Действительно, зимой Левицкий был скрытно влюблён в Дарию Тадиевну, а до неё испытывал некоторые чувства и к Зойке. Ей было всего четырнадцать лет, но она уже была очень развита телесно, сзади особенно, хотя ещё по-детски были нежны и круглы её сизые голые колени под короткой шотландской юбочкой. Год тому назад её взяли из гимназии, не учили и дома, — Данилевский нашёл в ней зачатки какой-то мозговой болезни, — и она жила в беспечном безделье, никогда не скучая. Она так была со всеми ласкова, что даже облизывалась. Она была крутолоба, у неё был наивно-радостный, как будто всегда чему-то удивлённый взгляд маслянистых синих глаз и всегда влажные губы. При всей полноте её тела, в нём было грациозное кокетство движений. Красный бант, завязанный в её орехом переливающихся волосах, делал её особенно соблазнительной. Она свободно садилась на колени к Левицкому — как бы невинно, ребячески — и, верно, чувствовала, что втайне испытывает он, держа её полноту, мягкость и тяжесть и отводя глаза от её голых колен под клетчатой юбочкой. Иногда он не выдерживал, как бы шутя целовал её в щёку, и она закрывала глаза, томно и насмешливо улыбалась. Она однажды шёпотом сказала ему под страшным секретом то, что только она одна в мире знала про маму: мама влюблена в молодого доктора Титова! Маме сорок лет, но ведь она стройна, как барышня, и страшно моложава, и оба они, и мама и доктор, такие красивые и высокие ростом! Потом Левицкий стал невнимателен к ней — стала появляться в доме Дария Тадиевна. Зойка сделалась ещё как будто веселее, беспечнее, но не сводила глаз ни с неё, ни с Левицкого, часто с криком кидалась целовать её, но так ненавидела, что, когда та заболела тифом, каждый день ждала радостной вести из больницы о её смерти. А потом она ждала её отъезда — и лета, когда Левицкий, освободившись от занятий, начнёт ездить к ним на дачу по Казанской дороге, где Данилевские жили летом уже третий год: она тайком вела некоторую охоту на него.

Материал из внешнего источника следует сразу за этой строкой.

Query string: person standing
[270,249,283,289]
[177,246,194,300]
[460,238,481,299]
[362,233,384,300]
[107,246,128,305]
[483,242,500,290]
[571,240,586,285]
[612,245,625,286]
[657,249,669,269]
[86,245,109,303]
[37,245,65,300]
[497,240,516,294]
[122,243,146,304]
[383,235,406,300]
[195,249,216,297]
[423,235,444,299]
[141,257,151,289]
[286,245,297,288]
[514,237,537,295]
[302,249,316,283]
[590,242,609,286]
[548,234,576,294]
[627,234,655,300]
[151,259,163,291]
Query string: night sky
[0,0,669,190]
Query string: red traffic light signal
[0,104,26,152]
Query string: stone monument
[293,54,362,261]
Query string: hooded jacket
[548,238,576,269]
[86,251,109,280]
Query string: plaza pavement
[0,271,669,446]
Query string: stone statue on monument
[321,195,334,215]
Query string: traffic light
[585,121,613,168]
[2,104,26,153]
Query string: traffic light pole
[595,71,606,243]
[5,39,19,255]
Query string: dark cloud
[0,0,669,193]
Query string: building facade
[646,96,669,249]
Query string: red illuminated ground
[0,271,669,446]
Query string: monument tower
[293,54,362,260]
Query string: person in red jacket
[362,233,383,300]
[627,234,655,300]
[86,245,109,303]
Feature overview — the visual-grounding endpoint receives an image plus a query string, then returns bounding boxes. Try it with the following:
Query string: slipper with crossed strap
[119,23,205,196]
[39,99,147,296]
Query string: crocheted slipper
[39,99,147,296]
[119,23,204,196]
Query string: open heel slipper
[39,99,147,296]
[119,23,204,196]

И вот лето пришло, и он стал приезжать каждую неделю на два, на три дня. Но тут вскоре приехала гостить племянница папы из Харькова, Валерия Остроградская, которой ни Зойка, ни Гришка никогда ещё не видали. Левицкого послали рано утром в Москву встречать её на Курском вокзале, и со станции он приехал не на велосипеде, а сидя с ней в тележке станционного извозчика, усталый, с провалившимися глазами, радостно взволнованный. Видно было, что он ещё на Курском вокзале влюбился в неё, и она обращалась с ним уже повелительно, когда он вытаскивал из тележки её вещи. Впрочем, взбежав на крыльцо навстречу маме, она тотчас забыла о нём и потом не замечала его весь день. Она показалась Зойке непонятной, — разбирая вещи в своей комнате и сидя потом на балконе за завтраком, она то очень много говорила, то неожиданно смолкала, думала что-то своё.
Но она была настоящая малороссийская красавица! И Зойка приставала к ней с неугомонной настойчивостью:
— А вы привезли с собой сафьянные сапожки и плахту? Вы наденете их? Вы позволите называть вас Валечкой?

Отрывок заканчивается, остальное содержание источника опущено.